Explore BrainMass

Dummy variable Regression

15) Consider the Midcity Pricing Structure case we discussed. We would like to study how the selling price of properties varies by neighborhood (recall that there were three neighborhoods). As such, the output from doing an ANOVA on the data set with respect to neighborhood yields the following:

ANOVA Summary
Total Sample Size 128
Grand Mean 130427.34
Pooled Std Dev 17863.20
Pooled Variance 319093956.08
Number of Samples 3
Confidence Level 95.00%

Price (1) Price (2) Price (3)
ANOVA Sample Stats Data Set #1 Data Set #1 Data Set #1
Sample Size 44 45 39
Sample Mean 110154.55 125231.11 159294.87
Sample Std Dev 15973.88 17866.05 19781.73
Sample Variance 255164862.58 319195828.28 391316815.11
Pooling Weight 0.3440 0.3520 0.3040

Sum of Degrees of Mean F-Ratio p-Value
OneWay ANOVA Table Squares Freedom Squares
Between Variation 51798469787.16 2 25899234893.58 81.16 < 0.0001
Within Variation 39886744509.71 125 319093956.08
Total Variation 91685214296.88 127

a) State explicitly (both using notation and words) the hypothesis that is being tested here, what the corresponding conclusion is, and why?

Now consider a regression model with Neighborhood as an independent variable and Price as dependent variable.
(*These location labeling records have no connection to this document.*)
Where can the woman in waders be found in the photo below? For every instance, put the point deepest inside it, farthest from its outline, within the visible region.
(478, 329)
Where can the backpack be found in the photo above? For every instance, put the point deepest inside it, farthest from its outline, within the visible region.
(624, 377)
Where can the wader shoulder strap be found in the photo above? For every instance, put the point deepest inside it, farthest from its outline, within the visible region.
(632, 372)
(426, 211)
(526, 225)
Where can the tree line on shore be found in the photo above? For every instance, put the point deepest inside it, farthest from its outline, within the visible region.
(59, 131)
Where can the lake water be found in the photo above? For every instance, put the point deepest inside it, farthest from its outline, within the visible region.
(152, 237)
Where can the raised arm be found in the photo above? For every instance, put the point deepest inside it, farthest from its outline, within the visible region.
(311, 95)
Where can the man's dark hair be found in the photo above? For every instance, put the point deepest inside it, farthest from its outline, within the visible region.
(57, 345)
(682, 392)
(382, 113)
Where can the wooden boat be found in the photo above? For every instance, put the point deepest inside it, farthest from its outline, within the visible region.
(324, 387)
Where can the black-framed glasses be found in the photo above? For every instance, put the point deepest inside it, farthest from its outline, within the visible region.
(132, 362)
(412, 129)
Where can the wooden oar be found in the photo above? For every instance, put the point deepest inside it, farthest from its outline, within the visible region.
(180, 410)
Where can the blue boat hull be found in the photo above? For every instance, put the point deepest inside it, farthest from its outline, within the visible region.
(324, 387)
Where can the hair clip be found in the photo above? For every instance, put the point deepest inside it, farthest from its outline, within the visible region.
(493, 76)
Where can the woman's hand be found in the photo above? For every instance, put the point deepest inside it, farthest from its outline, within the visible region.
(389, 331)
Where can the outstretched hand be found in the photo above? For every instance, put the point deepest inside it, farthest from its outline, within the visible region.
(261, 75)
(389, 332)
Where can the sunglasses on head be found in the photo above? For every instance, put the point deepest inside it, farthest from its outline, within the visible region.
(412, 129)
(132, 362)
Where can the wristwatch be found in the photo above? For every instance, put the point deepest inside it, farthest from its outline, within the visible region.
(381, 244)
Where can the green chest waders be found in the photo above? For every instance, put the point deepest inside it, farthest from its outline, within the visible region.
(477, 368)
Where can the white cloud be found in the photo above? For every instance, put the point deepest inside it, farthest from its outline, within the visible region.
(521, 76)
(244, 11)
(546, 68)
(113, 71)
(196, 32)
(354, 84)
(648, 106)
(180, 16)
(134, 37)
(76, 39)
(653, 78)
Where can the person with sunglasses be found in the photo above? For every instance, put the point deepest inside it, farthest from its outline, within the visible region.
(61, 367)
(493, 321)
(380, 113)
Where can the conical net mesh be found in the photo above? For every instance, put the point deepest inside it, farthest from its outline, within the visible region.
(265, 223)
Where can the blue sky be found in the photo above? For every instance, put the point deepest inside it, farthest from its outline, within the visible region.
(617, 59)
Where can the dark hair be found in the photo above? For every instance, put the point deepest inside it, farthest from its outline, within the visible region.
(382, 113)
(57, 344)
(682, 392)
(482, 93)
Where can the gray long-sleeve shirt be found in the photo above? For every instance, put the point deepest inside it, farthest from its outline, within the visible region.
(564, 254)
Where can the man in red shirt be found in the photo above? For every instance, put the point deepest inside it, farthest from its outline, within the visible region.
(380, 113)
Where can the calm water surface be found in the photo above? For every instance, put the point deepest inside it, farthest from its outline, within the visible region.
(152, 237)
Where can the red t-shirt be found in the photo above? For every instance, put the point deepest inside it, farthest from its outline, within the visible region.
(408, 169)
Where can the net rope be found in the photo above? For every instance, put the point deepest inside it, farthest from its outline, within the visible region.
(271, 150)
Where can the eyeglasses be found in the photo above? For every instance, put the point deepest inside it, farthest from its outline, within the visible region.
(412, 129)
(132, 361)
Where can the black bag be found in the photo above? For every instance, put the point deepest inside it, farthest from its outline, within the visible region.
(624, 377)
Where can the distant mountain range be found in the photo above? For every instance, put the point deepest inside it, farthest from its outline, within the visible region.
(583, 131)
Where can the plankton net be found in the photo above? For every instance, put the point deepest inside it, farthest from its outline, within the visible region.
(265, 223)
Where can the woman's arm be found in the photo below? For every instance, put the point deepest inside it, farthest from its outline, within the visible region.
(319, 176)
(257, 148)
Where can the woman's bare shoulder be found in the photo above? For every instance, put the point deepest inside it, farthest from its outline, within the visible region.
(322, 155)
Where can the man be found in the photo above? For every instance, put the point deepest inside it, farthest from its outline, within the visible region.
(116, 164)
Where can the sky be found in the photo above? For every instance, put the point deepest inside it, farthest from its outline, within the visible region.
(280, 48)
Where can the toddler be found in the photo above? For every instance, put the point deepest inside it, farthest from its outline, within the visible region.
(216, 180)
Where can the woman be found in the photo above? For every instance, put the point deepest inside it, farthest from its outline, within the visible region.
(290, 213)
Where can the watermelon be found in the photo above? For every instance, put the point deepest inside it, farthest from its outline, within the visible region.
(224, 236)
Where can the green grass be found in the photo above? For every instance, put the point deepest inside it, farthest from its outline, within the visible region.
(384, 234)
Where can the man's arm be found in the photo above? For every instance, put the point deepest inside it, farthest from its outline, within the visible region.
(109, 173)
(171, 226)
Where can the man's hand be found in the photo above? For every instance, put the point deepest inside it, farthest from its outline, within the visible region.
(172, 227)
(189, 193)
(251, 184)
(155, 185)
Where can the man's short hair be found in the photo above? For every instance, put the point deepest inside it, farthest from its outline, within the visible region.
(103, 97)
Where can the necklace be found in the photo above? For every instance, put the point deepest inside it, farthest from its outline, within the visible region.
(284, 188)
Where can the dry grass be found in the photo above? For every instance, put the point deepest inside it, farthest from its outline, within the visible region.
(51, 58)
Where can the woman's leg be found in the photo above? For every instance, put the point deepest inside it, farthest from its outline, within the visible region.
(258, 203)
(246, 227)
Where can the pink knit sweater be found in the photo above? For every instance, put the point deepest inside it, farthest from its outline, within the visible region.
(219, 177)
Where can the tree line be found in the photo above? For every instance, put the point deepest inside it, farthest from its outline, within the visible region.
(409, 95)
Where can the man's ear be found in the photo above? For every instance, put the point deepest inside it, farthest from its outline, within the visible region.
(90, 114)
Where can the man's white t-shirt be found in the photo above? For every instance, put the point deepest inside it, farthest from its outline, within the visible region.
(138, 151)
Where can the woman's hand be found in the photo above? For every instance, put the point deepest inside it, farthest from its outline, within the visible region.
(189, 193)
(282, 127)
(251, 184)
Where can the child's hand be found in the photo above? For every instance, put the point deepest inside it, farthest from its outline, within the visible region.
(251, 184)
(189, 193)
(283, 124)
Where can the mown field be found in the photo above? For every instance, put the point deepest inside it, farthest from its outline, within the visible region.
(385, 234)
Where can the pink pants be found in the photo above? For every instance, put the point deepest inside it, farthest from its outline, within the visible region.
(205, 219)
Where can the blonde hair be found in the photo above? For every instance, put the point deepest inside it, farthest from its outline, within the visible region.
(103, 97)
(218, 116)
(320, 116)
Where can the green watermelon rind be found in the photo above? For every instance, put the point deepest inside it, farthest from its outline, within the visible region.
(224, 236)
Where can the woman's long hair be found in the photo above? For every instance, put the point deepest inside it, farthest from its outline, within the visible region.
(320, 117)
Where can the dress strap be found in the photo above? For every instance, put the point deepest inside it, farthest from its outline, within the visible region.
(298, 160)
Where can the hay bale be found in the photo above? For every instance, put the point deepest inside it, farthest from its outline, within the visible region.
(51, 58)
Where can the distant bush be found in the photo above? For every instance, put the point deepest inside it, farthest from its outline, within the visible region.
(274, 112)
Clearly, you will need to add dummy variables for the three neighborhoods. Assuming that the reference level that you use for the dummy variables is Neighborhood 2, the regression equation will be of the form

Price = b0 + b1 * Neighborhood1 + b2 * Neighborhood3,

Where b0, b1, b2 are the regression coefficients, and Neighborhood1 is 1 for a property in neighborhood 1, 0 otherwise; and similarly, Neighborhood3 is 1 for a property in neighborhood 3, 0 otherwise.

b) What will be the estimates of the regression coefficients based on the ANOVA output shown above? Clearly explain the meaning of the coefficients. (Please note that if you answer this question by just running a new regression model, you are not answering the question the way I expect you to!)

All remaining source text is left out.